Around this time BMI and then Songwriters of North America (SONA) a songwriter advocacy group sued the DOJ. Essentially the lawsuits argued the federal government was forcing songwriters to violate private contracts or retroactively make previously legal activity illegal. (Ex post facto lawmaking is prohibited by the constitution.) Instead of backing down Hesse’s antitrust division responded with a new and dangerously unhinged claim: The consent decrees always required 100 percent licensing so songwriter fractional licensing contracts between songwriters were always illegal. This despite the fact the consent decrees never required 100 percent licensing and in case after case BMI and ASCAP were required by DOJ to license fractionally. But most embarrassingly as we noted at the time:
“If 100% licensing already existed why did the DOJ spend the last year asking for comments from songwriters, publishers and music services on whether to make this change or not?
It was a clown show. At this point several members of congress began to poke around in the matter. One congressman asked a different federal agency, The Copyright Office to weigh in on the matter. This was precisely because Hesse had wrecked the reputation of the entire antitrust division of the DOJ. And it smelled like corruption.

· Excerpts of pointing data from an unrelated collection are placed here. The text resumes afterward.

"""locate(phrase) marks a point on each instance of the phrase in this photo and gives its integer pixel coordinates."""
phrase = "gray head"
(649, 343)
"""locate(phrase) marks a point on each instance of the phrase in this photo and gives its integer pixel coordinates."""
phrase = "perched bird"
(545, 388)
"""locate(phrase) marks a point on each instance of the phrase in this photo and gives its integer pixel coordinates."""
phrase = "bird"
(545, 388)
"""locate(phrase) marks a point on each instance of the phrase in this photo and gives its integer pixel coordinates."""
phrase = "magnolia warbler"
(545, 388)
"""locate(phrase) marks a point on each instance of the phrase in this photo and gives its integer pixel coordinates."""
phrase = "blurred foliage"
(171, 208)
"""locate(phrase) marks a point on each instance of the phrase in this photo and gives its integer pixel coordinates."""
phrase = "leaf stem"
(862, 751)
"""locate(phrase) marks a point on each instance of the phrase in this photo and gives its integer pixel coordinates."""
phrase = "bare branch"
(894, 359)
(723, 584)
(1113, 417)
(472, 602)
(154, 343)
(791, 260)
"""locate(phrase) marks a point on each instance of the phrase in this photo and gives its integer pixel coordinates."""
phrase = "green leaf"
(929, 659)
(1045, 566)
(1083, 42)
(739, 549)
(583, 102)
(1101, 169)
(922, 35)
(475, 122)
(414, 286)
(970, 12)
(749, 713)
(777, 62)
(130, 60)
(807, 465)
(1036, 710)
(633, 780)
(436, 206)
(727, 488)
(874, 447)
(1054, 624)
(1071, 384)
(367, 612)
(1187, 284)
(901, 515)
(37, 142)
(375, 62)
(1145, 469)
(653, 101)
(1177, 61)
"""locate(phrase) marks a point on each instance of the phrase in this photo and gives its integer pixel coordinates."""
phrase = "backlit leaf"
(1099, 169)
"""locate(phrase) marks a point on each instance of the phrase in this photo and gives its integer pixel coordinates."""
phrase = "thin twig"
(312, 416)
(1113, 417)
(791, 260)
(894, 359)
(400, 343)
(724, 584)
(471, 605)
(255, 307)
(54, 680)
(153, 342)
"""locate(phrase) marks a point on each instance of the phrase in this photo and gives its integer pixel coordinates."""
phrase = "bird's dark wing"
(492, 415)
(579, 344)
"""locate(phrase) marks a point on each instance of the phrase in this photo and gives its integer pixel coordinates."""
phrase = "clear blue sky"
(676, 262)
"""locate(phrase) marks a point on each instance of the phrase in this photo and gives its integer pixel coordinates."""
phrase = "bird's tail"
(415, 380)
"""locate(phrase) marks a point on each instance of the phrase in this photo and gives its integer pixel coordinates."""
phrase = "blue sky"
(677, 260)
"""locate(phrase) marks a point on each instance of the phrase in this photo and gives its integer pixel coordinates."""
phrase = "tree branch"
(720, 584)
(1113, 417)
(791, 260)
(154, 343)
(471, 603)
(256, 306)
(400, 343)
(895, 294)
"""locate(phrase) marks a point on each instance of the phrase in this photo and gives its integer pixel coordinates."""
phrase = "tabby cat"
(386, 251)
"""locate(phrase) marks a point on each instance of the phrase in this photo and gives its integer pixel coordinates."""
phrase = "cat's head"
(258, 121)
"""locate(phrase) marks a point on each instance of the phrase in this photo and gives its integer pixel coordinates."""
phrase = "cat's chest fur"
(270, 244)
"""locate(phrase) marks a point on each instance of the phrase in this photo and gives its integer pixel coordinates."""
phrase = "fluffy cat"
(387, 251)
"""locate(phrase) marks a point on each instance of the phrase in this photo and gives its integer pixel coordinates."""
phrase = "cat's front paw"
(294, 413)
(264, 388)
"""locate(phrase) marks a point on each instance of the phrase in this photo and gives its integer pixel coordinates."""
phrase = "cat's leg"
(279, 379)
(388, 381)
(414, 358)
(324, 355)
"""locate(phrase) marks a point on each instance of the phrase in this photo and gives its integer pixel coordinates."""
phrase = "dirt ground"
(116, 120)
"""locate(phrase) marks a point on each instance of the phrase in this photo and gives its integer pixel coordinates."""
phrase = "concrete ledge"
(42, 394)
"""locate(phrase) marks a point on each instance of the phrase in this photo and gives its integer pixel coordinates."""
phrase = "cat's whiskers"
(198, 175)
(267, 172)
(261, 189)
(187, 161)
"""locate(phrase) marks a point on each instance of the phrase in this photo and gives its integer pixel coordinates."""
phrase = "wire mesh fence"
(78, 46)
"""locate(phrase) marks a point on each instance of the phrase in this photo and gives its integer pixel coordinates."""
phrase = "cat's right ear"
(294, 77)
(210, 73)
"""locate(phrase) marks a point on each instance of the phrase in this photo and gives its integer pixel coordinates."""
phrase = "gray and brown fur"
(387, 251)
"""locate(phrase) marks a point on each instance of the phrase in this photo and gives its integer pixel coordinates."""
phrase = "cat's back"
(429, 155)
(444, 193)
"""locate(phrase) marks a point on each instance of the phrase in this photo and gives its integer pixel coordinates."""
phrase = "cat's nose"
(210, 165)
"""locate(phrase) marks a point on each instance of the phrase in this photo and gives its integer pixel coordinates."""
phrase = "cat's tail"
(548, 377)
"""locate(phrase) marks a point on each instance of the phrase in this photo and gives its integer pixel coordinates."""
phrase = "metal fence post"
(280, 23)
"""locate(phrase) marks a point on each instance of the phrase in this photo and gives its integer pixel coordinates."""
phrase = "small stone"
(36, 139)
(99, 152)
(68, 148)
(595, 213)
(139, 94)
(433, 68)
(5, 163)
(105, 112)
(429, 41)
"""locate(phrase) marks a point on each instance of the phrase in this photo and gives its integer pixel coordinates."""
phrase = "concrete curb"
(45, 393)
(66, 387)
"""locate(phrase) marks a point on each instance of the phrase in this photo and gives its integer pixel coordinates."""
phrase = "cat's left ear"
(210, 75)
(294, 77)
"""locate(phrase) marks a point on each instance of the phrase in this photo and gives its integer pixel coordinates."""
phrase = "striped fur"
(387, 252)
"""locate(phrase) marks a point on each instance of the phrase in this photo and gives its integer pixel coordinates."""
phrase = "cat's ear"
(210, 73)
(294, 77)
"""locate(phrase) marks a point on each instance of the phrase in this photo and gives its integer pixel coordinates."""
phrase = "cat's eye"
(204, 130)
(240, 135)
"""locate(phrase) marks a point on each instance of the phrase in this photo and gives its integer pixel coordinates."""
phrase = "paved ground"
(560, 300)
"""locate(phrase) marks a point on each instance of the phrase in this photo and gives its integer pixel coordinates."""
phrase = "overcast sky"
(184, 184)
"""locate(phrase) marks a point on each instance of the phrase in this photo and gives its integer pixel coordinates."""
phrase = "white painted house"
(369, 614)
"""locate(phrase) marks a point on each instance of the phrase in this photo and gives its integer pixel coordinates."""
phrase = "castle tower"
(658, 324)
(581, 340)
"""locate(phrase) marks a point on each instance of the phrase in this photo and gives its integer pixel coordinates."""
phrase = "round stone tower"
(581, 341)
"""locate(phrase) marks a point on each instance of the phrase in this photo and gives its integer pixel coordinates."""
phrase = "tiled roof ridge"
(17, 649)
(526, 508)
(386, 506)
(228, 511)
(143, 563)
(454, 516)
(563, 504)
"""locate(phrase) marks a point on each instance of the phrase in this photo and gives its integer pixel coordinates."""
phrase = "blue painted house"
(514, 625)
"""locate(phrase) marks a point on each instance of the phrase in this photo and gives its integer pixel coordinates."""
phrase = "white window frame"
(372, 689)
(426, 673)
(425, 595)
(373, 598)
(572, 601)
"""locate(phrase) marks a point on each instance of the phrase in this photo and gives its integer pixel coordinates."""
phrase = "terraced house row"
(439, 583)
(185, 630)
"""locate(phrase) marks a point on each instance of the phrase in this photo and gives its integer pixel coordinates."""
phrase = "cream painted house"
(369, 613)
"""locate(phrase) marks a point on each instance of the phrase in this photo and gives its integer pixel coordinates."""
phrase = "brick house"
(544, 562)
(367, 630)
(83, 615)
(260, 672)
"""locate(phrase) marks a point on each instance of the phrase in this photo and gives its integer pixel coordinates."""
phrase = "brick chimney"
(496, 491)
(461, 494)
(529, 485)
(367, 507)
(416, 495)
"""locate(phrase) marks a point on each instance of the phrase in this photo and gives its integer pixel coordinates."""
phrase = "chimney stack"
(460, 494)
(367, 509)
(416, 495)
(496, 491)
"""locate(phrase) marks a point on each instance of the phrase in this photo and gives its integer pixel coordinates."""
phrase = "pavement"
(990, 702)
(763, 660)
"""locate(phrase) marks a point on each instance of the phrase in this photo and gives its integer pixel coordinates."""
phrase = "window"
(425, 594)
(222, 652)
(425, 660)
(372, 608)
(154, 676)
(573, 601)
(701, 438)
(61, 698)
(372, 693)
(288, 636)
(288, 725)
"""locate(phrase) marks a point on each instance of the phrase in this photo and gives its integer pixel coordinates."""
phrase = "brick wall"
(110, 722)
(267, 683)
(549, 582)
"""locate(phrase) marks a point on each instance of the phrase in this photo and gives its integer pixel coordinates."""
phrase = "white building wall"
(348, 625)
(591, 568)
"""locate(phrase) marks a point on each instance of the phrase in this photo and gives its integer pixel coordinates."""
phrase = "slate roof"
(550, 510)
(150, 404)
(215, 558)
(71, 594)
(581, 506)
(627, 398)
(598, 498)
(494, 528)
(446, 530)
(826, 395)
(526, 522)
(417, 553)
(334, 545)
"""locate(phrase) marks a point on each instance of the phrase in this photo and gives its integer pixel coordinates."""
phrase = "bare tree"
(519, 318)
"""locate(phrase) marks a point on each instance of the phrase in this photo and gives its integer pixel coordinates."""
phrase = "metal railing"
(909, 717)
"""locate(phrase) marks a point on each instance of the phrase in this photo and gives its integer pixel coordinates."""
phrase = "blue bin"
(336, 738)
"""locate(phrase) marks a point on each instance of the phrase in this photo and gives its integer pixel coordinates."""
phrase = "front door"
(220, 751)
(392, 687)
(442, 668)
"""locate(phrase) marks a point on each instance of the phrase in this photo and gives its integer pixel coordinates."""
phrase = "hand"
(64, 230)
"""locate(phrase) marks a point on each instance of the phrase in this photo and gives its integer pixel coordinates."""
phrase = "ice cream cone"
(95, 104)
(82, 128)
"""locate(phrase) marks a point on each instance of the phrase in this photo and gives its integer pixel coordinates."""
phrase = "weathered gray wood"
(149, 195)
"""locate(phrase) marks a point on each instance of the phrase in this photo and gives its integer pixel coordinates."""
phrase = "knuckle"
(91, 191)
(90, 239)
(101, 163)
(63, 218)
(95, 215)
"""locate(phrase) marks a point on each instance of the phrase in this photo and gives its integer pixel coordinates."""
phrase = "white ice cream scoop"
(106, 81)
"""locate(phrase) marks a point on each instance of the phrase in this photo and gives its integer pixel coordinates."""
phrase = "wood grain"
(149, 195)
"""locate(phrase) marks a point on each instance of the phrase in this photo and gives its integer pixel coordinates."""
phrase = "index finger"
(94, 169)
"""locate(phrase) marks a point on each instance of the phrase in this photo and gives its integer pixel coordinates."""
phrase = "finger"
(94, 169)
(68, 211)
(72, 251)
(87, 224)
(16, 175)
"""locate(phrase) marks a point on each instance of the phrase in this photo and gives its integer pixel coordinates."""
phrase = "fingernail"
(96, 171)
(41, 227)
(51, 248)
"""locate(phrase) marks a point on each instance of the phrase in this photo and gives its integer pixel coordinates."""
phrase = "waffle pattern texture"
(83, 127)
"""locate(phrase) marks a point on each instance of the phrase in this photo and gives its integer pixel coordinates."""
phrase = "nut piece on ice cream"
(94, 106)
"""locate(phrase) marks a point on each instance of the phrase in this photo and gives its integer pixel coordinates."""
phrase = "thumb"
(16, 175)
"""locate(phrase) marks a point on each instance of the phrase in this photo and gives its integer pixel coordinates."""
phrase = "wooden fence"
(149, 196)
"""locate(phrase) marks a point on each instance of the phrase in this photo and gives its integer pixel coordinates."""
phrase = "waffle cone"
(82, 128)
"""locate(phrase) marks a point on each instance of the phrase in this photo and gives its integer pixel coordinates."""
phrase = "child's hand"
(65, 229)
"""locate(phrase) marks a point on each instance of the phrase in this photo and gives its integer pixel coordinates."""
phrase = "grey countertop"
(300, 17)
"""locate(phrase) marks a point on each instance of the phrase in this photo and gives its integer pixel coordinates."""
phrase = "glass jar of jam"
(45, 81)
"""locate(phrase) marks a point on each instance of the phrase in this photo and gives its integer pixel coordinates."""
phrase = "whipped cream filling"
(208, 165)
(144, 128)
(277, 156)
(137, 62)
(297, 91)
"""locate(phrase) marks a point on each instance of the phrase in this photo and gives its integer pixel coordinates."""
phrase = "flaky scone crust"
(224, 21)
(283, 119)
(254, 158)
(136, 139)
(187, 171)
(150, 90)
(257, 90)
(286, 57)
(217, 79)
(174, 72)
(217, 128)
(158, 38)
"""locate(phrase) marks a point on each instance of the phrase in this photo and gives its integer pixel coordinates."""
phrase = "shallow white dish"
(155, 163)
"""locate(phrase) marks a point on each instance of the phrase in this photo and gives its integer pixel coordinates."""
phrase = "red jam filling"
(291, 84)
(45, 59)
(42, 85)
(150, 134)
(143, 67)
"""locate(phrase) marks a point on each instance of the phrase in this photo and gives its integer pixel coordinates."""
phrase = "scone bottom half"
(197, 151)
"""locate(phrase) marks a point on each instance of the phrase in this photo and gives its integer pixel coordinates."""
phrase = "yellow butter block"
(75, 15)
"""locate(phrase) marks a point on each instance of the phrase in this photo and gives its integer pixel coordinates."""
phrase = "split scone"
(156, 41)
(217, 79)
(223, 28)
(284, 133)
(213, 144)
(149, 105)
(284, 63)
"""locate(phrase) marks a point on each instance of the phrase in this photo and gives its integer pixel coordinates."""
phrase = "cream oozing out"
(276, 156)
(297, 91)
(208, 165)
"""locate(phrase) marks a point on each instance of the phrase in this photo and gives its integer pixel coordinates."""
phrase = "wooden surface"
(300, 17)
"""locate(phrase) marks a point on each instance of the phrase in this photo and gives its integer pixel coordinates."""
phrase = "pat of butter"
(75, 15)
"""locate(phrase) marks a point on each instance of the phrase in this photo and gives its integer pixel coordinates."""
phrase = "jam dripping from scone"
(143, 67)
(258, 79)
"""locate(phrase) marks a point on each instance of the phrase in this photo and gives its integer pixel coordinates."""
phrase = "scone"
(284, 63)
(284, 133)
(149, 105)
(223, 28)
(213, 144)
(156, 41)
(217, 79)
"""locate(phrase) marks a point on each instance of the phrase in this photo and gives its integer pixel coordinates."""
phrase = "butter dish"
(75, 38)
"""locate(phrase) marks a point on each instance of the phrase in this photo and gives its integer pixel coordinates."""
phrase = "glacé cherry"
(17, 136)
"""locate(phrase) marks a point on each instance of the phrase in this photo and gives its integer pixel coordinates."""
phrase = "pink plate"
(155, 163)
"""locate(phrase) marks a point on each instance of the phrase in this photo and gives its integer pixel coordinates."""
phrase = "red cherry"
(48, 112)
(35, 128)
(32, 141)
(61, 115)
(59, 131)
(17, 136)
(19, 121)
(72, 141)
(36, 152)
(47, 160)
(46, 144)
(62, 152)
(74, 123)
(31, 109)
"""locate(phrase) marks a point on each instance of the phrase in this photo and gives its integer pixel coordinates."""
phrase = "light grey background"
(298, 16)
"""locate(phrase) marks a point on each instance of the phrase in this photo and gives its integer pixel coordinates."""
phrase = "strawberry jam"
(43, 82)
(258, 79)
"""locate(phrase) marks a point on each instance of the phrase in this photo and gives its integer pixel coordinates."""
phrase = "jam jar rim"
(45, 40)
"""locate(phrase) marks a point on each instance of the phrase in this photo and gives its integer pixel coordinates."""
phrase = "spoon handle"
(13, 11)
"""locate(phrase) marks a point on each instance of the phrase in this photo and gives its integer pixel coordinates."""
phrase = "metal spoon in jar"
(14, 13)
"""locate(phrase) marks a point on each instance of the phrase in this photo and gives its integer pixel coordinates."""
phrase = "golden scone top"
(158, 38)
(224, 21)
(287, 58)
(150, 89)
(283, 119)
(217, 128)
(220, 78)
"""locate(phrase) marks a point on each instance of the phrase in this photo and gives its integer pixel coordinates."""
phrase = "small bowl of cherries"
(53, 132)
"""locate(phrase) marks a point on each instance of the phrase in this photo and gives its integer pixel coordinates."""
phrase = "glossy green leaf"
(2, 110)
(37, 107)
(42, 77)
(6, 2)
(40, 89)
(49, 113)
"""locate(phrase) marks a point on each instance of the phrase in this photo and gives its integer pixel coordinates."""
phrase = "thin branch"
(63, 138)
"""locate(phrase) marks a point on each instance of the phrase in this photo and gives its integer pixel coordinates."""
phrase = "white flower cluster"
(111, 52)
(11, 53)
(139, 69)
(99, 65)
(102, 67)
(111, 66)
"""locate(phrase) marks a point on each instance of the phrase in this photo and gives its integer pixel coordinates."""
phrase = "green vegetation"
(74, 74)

Eventually Hesse left the antitrust division, but she didn’t settle the cases before she left. She left the cases to drag on. I suspect out of spite. How many millions of dollars did these cases cost taxpayers and songwriters? I’ve always thought Hesse should have been investigated, if not for corruption then at least for incompetence.
It will be a very sad day if Biden appoints Hesse to oversee the antitrust division. 80 million Americans didn’t vote for Biden because he promised to put a Google attorney in charge of Antitrust at DOJ.
Well stated. I was thinking being a musician was all fun and games. Dr. Lowery understands. Can you please explain the election corruption. What the hell is going on in this country?